Scorpius: *Takes pictures with flash photography*
Neville: Scorpius! The tour guide has told you a thousand times! No flash photography! Sorry, Tom…
Harry: *Walking by on Auror business* Why hello, Tom! Neville! Albus Severus! Kids!
Hermione: *Runs towards the group* Tom! TOM! I have decided I will find out the cure for male baldness and I want you to know, the prejudice that the world has for you is ending! I’ve started a group called B.A.R.F. (Balds Are Really Friendly) and –
Voldemort: Oh, Merlin… just kill me now…
Director of HBP: Mr. Voldemort, I am sorry to tell you that you have been cut from this movie.
Voldemort: *Whimpering* B-but w-why?
Director: Well, we can’t afford to have such a diva in this movie. Your customized spring water costs more than the entire set. Your replacement will be Orlando Bloom.
Voldemort: Why? He looks nothing like me…
Director: Because his spring water only costs $2 per bottle. Plus, he has great hair.
Trio: *Destroy the Horcruxes*
Voldemort: Oh no you didn’t!
Voldemort: ‘I’m so bald… This must be why I don’t have a girlfriend… Well, that and the whole killing people thing… but mostly the baldness.’
Once Dumbledore was dead, Voldemort decided to raid his closet.
Voldemort: ‘These clothes are fabulous!!!‘
Despite how realistic the painting looked, ‘The Volde-lisa’ never became a great painting.
Voldemort: Wormtail, why have you covered my bed in pink hearts?
Wormtail: We all thought you needed a little more love…
*TV turns on*
Jigsaw killer: ‘Hello, Tom. I want to play a game…’
‘I’m the reason the Dolphins are 0-8 MWAHAHA!’
Voldemort: ‘You can’t defeat me – I’m the turtle man!’
Woman: *Off-screen* Oh, what a cute little outfit!

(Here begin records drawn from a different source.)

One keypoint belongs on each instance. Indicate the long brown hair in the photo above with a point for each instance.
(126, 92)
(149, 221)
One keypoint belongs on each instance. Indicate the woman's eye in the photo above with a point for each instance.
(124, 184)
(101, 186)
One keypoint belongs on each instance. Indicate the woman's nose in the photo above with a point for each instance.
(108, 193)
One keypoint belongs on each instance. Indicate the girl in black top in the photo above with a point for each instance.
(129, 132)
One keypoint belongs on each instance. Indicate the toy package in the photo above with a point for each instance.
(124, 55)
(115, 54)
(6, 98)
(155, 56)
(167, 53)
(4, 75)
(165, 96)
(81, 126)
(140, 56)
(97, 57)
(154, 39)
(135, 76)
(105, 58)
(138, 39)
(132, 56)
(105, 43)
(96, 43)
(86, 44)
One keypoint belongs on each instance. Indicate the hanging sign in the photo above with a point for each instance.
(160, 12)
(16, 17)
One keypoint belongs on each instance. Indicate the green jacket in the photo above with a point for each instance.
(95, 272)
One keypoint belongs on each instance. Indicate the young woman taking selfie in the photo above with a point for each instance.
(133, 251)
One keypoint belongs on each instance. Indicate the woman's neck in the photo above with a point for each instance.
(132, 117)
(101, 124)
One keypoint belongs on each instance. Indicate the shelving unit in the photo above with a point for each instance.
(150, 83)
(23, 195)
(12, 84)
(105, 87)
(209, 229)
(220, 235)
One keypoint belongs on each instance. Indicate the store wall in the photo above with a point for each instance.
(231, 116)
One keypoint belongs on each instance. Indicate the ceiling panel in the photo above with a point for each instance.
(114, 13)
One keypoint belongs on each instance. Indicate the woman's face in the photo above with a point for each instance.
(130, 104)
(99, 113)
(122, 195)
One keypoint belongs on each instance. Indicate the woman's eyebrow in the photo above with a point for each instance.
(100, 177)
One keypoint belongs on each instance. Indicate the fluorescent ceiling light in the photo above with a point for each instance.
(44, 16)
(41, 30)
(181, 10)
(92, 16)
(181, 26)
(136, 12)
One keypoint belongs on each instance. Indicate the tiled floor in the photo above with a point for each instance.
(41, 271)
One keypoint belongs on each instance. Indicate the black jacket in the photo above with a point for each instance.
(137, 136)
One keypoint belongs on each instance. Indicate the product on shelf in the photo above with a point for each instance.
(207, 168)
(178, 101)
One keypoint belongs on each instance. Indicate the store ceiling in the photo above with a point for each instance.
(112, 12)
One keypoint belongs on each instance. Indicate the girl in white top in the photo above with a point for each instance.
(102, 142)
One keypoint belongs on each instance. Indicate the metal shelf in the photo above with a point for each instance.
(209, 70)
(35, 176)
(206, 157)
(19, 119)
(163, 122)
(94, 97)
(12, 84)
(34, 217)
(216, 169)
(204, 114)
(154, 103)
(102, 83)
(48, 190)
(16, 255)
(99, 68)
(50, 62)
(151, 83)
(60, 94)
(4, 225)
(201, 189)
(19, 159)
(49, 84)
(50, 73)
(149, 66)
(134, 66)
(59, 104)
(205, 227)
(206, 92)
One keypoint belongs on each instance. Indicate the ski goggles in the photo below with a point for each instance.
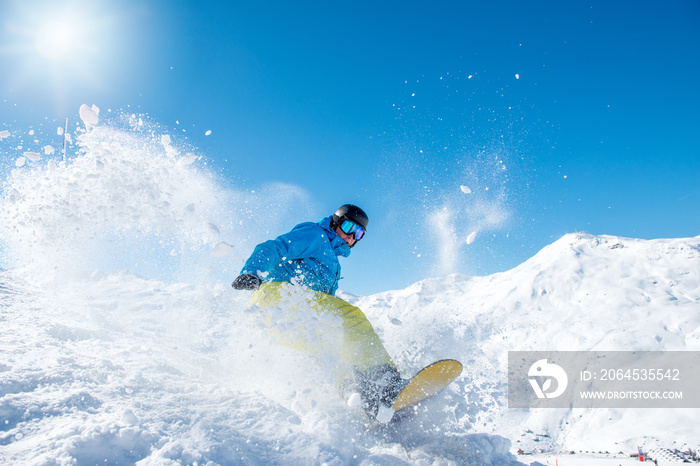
(352, 228)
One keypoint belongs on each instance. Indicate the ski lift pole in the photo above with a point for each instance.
(65, 130)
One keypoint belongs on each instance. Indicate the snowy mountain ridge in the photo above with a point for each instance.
(583, 292)
(133, 370)
(163, 363)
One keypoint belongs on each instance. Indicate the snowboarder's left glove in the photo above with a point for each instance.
(247, 281)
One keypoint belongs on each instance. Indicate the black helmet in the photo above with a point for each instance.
(352, 213)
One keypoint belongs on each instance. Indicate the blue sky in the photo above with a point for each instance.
(559, 116)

Here, have some candy.
Voldemort: You dare talk to me – ah, candy!
Voldemort: There is something you should know before we finish this.
Harry: And what is that?
Voldemort: I… am not left-handed! *Flips wand to other hand*
Another successful mission accomplished by the Order of the Phoenix…
‘We lure him into the salon, hit the smock with a permanent sticking charm, remove all his hair, and apparate out – thus leaving him bald and defenseless. Excellent!’

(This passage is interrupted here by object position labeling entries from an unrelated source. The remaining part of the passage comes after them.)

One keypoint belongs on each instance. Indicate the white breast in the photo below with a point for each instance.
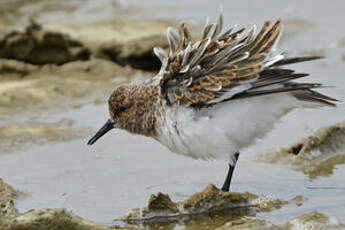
(220, 131)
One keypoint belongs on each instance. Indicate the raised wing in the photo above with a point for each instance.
(222, 65)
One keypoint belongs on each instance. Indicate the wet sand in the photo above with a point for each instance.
(55, 75)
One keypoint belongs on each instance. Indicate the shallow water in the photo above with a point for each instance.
(120, 171)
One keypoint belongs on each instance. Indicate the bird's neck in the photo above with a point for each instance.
(146, 112)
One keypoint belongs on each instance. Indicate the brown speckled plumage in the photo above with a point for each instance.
(213, 97)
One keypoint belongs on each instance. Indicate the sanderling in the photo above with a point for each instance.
(216, 96)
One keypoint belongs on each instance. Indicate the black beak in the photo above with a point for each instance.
(106, 127)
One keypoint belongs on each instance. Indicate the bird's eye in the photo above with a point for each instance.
(122, 108)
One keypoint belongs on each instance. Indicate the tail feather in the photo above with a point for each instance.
(313, 96)
(287, 61)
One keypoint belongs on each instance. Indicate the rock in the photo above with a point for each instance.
(15, 137)
(37, 46)
(126, 42)
(211, 201)
(161, 202)
(316, 155)
(24, 86)
(49, 219)
(314, 220)
(249, 224)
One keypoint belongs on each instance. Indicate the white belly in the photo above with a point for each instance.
(220, 131)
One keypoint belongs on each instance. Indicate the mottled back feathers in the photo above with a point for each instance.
(223, 64)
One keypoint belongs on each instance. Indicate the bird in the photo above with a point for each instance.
(215, 95)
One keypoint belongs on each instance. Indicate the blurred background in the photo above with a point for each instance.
(60, 59)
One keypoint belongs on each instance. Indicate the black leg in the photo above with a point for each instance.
(227, 182)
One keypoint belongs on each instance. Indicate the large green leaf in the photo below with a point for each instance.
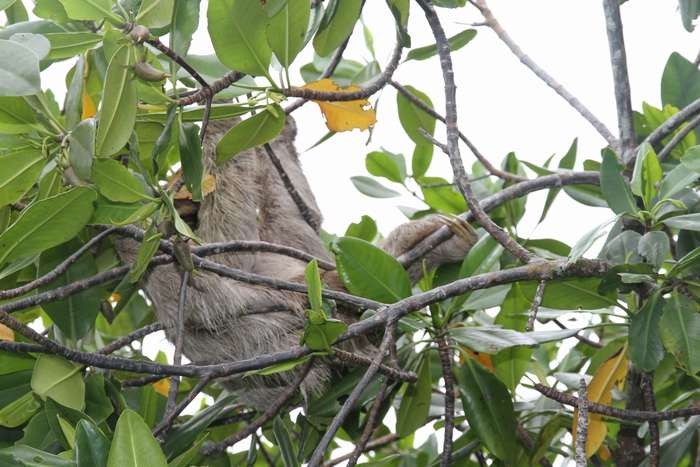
(255, 131)
(412, 118)
(287, 29)
(370, 272)
(18, 172)
(646, 350)
(615, 188)
(237, 30)
(118, 109)
(456, 42)
(680, 331)
(337, 25)
(155, 13)
(91, 445)
(19, 70)
(47, 223)
(489, 409)
(133, 444)
(415, 402)
(59, 379)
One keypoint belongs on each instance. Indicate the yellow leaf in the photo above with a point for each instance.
(611, 374)
(6, 334)
(162, 386)
(343, 115)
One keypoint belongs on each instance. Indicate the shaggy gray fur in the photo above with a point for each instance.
(228, 320)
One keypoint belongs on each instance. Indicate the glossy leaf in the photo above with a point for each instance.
(118, 109)
(60, 380)
(337, 25)
(370, 272)
(255, 131)
(415, 402)
(287, 29)
(456, 42)
(18, 172)
(47, 223)
(237, 30)
(615, 188)
(680, 331)
(609, 375)
(133, 444)
(19, 70)
(646, 350)
(488, 408)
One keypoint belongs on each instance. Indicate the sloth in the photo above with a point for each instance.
(226, 320)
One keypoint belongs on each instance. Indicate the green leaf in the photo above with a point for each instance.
(284, 442)
(155, 13)
(118, 109)
(647, 174)
(385, 164)
(19, 411)
(615, 188)
(680, 82)
(18, 172)
(686, 222)
(81, 150)
(255, 131)
(69, 44)
(456, 42)
(680, 331)
(16, 116)
(412, 118)
(237, 30)
(90, 10)
(489, 409)
(370, 272)
(116, 183)
(415, 402)
(47, 223)
(286, 30)
(370, 187)
(191, 158)
(91, 445)
(337, 24)
(59, 379)
(646, 350)
(19, 70)
(133, 444)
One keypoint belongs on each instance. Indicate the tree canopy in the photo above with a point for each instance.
(478, 364)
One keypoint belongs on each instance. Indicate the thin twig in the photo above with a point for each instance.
(582, 424)
(302, 206)
(317, 456)
(453, 139)
(266, 416)
(536, 302)
(59, 269)
(622, 414)
(572, 100)
(492, 169)
(446, 362)
(678, 138)
(129, 338)
(647, 387)
(623, 94)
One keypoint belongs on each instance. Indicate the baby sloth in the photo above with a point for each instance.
(226, 320)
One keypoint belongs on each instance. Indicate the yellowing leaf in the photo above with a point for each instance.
(611, 374)
(162, 386)
(343, 115)
(6, 334)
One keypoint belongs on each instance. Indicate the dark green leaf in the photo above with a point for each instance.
(456, 42)
(370, 272)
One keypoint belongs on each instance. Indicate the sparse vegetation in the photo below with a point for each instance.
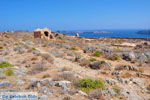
(1, 47)
(92, 59)
(9, 72)
(114, 57)
(88, 84)
(74, 48)
(33, 48)
(116, 50)
(97, 54)
(116, 90)
(5, 64)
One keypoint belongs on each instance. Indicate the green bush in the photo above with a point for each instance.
(9, 72)
(113, 58)
(92, 59)
(89, 84)
(5, 64)
(97, 54)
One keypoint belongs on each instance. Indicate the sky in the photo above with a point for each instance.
(74, 14)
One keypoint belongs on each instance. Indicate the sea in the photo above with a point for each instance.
(113, 33)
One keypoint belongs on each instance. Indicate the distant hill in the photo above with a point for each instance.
(145, 32)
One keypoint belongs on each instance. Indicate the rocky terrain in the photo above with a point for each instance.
(71, 68)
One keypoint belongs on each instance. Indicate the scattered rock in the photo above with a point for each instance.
(142, 58)
(45, 91)
(43, 98)
(126, 67)
(131, 95)
(100, 65)
(89, 49)
(130, 56)
(64, 85)
(4, 84)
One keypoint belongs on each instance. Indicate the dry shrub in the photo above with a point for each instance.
(126, 75)
(48, 57)
(85, 63)
(69, 76)
(66, 69)
(39, 67)
(96, 95)
(45, 76)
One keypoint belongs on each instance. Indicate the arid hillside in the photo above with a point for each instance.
(75, 68)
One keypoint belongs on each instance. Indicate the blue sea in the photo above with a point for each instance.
(114, 33)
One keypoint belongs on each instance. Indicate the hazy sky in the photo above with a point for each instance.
(74, 14)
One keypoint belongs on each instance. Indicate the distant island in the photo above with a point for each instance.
(84, 32)
(144, 32)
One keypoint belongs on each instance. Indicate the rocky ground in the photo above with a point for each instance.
(54, 68)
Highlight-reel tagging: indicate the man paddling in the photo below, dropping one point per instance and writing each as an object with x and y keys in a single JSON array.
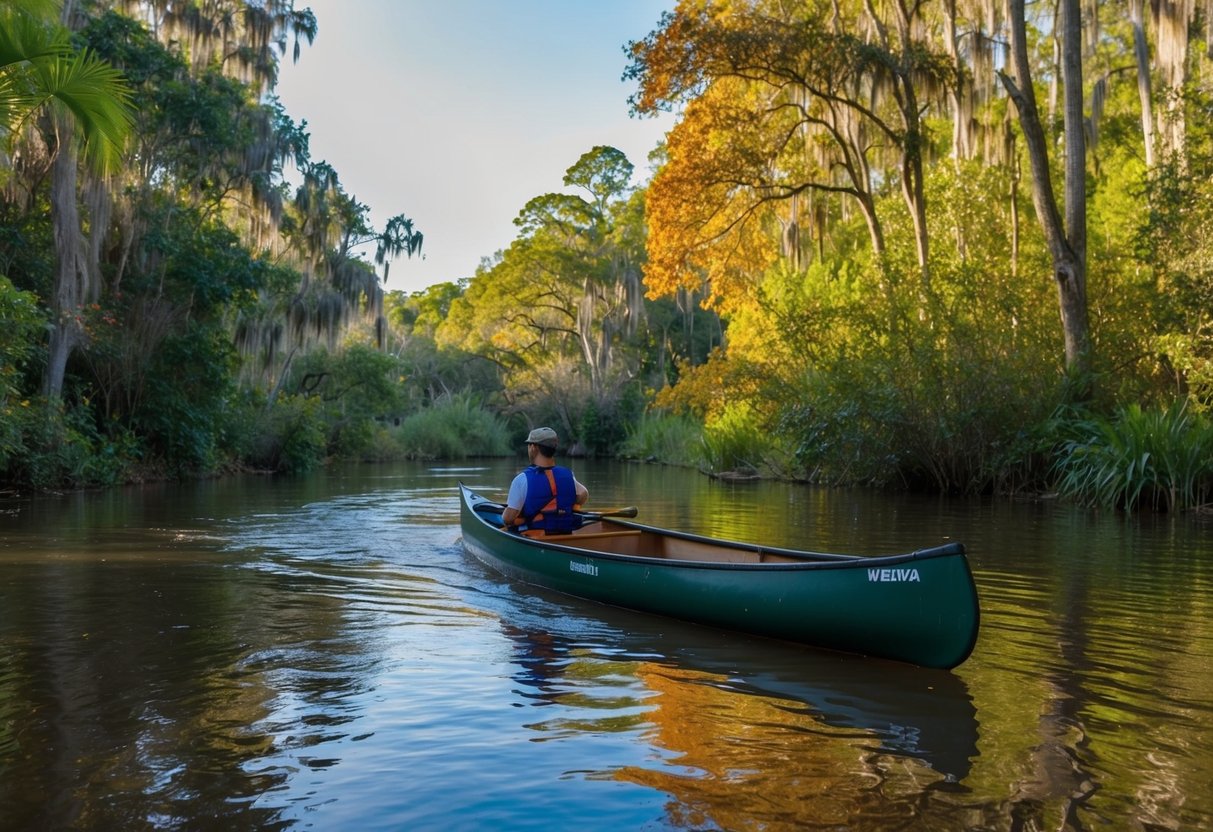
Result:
[{"x": 544, "y": 495}]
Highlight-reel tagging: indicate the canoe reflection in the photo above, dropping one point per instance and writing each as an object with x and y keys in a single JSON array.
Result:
[{"x": 724, "y": 704}]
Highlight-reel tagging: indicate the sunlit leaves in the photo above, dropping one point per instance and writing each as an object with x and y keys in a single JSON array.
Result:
[{"x": 41, "y": 69}]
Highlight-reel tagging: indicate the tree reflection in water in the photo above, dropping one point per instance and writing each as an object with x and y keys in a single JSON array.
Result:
[{"x": 751, "y": 734}]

Cover Picture for Voldemort’s new album — My Soul is Broken
Dumbledore: *Steps out of fireplace* It was foolish of you to come here tonight, Tom. The Aurors are already on their way…
Voldemort: W-whadaya mean…? As in, like, right now?
Dumbledore: …Er, yes.
Voldemort: But – but I just got here!
Harry and Dumbledore: …
Harry: ‘So… do you smell with your tongue, or what?’
‘I’m ready for my close-up, Mr. Yates…’
And now, the moment you’ve all been waiting for, Voldemort has his own big confession!
Voldemort: ‘H-hi. I-i am Lord V-voldemort, and – and I like to spend bright and sunny afternoons watching Legally Blonde! Oh, I wish I had hair like hers!
Voldemort: *Thinking to himself* Since when do I wear dresses? Well, this sure doesn’t make me look macho… *sighs*
Dumbledore: *Thinking to himself* Since when does Voldemort wear dresses? Well, this definitely makes him look more macho! *giggles*
Voldemort: What do you mean I can’t get a refund?
Desk Manager: I’m sorry, sir, but you chose the plan without refund coverage.
Voldemort: How am I supposed to look in public with no hair and no nose?
Desk Manager: I don’t know, sir.
Voldemort: Fine. Avada Kedavra! *Nothing happens* …can I get my wand fixed?
Desk Manager: No, sir, you don’t have coverage for that, either.
–Based on Potter Puppet Pals: The Yule Ball by Neil Cicierega–
Voldemort: So, can I guess you kids know all about the Killing Curse?
Harry: *Off-screen* No. My parents died of old age. Of course I know about the Killing Curse!
Voldemort: Well, jeeze, ya don’t hafta shout!
Harry: Dude, what happened to your nose?
Voldemort: …I tickled a sleeping dragon…
Voldemort: Does this cloak look slimming on me?
Everyone Off-screen: …..
Voldemort: Come on! Tell me the truth! I pinky swear on my 1/7 of a soul I won’t use the Avada Kedavra curse!
Everyone Off-screen: …..
Voldemort: *Thinking* To redecorate, or not to redecorate, that is the question.
Dumbledore and Voldemort are locked in an intense head-to-head battle. Dumbledore vanishes behind a statue to compose himself before the big fight. He then emerges wearing a pink, fluffy, Glinda-like dress.